In questa crisi, alcuni partiti politici ripartono con il mantra del nucleare di quarta generazione come soluzione tanto da dichiararsi pronti a un nuovo referendum. Soluzione che non lo è per una serie di motivi. In breve: l’energia ci serve ora e non possiamo attendere una decina di anni (che in Italia, come sappiamo, come minimo raddoppieranno sia come tempi sia come costi) per avere energia che ci serve ora. In più, il problema delle scorie: l’esperienza nucleare in Italia non è mai partita davvero (stoppata subito dal referendum) e ancora non abbiamo un deposito per gli scarti degli impianti attivi fino al 1987: la mappa con le aree potenzialmente idonee è stata presentata il 5 gennaio 2021, ovvero 34 anni dopo il referendum. Infine, il problema dell’identificazione dei siti per le centrali e per i depositi: le aree del Paese che pescheranno lo stecchino più corto accetteranno magno cum gaudio di avere il privilegio di una centrale nucleare o di un deposito di scorie radioattive dietro casa? Siamo disposti a militarizzare i cantieri e le aree interessate come per la Val di Susa, che di fatto protesta “solo” per un treno? Alla presentazione della mappa le regioni coinvolte si sono già messe di traverso.

L’energia pulita

Da anni si chiacchiera del solare, dell’eolico e, in generale, di fonti di energia rinnovabili. Tuttavia, il Belpaese invece di rendere economicamente appetibile e remunerativo l’investimento diffuso delle famiglie per mettere almeno un pannello solare su ogni tetto (aumentando così l’energia disponibile e ripartendo i ricavi in modo diffuso, mentre oggi con la crisi a guadagnare sono giganti come Eni, Enel e A2A), lascia che il sistema venga imbrigliato e rallentato dalla burocrazia e da una normativa semplificata che semplificata non è; così, di fatto rimanda a soluzioni “risolutive” come il nucleare che come visto non risolvono alcunché nel breve periodo e invece creano nuovi problemi sul medio e lungo termine e, intanto, distolgono attenzione e risorse alle rinnovabili.

Sempre più commensali alla stessa tavola

Il fatto è che sulla ribalta internazionale popoli come la Cina (1,4 milardi di persone) hanno visto esplodere negli anni il loro PIL pro-capite ed oggi sono in competizione con l’Occidente per il gas russo e, in generale, per le stesse risorse e gli stessi prodotti, visto che – libertà di pensiero a parte – sognano di possedere le stesse cose e le stesse comodità degli occidentali. Non a caso su Forbes Antonio Cesarano, chief global strategist di Intermonte, affermava già a ottobre che

“Russia e Cina probabilmente cercano di orientare il nuovo atteggiamento geopolitico dell’area verso di loro. Per facilitare il tutto, fanno pesare la loro importanza, rallentando la catena di fornitura. La Russia lo fa con il gas, la Cina non solo con la componentistica, ma anche con i fosfati, importanti per i fertilizzanti, di cui è primo esportatore mondiale e per i quali è stato bloccato l’export nel 2022. Anche per queste ragioni i livelli di scorte di gas in Europa sono su livelli molto bassi, esponendo al rischio di una crisi energetica”. 

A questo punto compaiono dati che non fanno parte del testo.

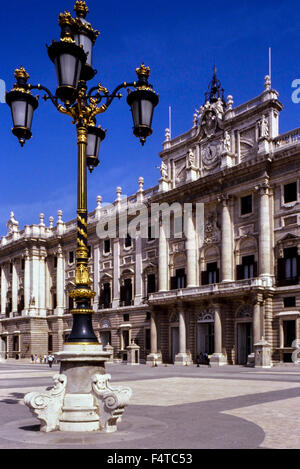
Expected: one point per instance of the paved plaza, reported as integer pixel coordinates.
(171, 407)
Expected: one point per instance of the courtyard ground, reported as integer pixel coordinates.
(171, 408)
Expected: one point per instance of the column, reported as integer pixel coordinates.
(154, 358)
(34, 281)
(256, 323)
(116, 274)
(218, 358)
(138, 271)
(163, 283)
(26, 282)
(281, 333)
(3, 289)
(60, 283)
(264, 230)
(226, 243)
(96, 276)
(182, 358)
(153, 331)
(191, 249)
(14, 287)
(182, 332)
(42, 284)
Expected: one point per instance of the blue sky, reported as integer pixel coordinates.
(180, 42)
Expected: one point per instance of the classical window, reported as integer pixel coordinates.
(126, 292)
(179, 280)
(290, 192)
(21, 304)
(105, 296)
(71, 303)
(151, 233)
(50, 343)
(289, 332)
(105, 333)
(54, 301)
(178, 227)
(247, 269)
(288, 267)
(128, 241)
(16, 343)
(289, 301)
(71, 257)
(125, 339)
(107, 245)
(246, 204)
(9, 305)
(211, 274)
(151, 283)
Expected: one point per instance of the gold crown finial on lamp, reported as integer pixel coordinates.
(143, 70)
(81, 8)
(21, 73)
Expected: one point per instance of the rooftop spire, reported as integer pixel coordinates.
(215, 89)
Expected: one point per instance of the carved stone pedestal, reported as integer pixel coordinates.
(133, 354)
(218, 359)
(154, 359)
(183, 359)
(262, 354)
(82, 399)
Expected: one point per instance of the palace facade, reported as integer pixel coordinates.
(228, 286)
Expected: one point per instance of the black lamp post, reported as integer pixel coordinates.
(72, 56)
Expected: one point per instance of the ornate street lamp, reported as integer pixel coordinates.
(22, 105)
(142, 102)
(72, 56)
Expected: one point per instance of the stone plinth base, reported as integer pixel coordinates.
(262, 354)
(154, 359)
(82, 399)
(251, 360)
(218, 359)
(182, 359)
(133, 354)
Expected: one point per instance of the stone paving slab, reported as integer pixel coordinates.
(170, 408)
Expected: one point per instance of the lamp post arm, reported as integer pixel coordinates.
(69, 111)
(114, 94)
(96, 99)
(48, 92)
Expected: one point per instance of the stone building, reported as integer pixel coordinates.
(228, 286)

Così l’Europa teme di perdere (a ragion veduta) il benessere diffuso che ha conquistato nei secoli grazie alla supremazia militare ma ora si accorge di non avere né le materie prime necessarie né la capacità di attrarle in via prioritaria né spesso un settore secondario industriale (per effetto della delocalizzazione) sufficiente per trasformarle.

E quindi?

Cosa aspettarsi dunque? Nel breve periodo, sicuramente un depauperamento delle risorse delle famiglie dal ceto medio in giù, che sempre di più si troveranno a ragionare in termini di sussistenza e mera sopravvivenza e quindi un’ulteriore polarizzazione nella distribuzione dei redditi; una crisi di produttività (e, quindi, posti di lavoro) per l’aumento dei costi di produzione e un mercato interno sempre meno ricettivo; un aumento del debito pubblico, se i costi dell’energia verranno scaricati sul bilancio pubblico.

Gli italiani e gli europei, intanto, si dovranno così piegare obtorto collo a stili di vita più frugali e parsimoniosi in linea paradossalmente con le politiche di contrasto al climate change; un cambiamento di abitudini che, se non accompagnato da un nuovo paradigma culturale che alla crescita illimitata preferisca un uso razionale e consapevole delle risorse, sarà sì nel segno di una decrescita certo ben poco felice.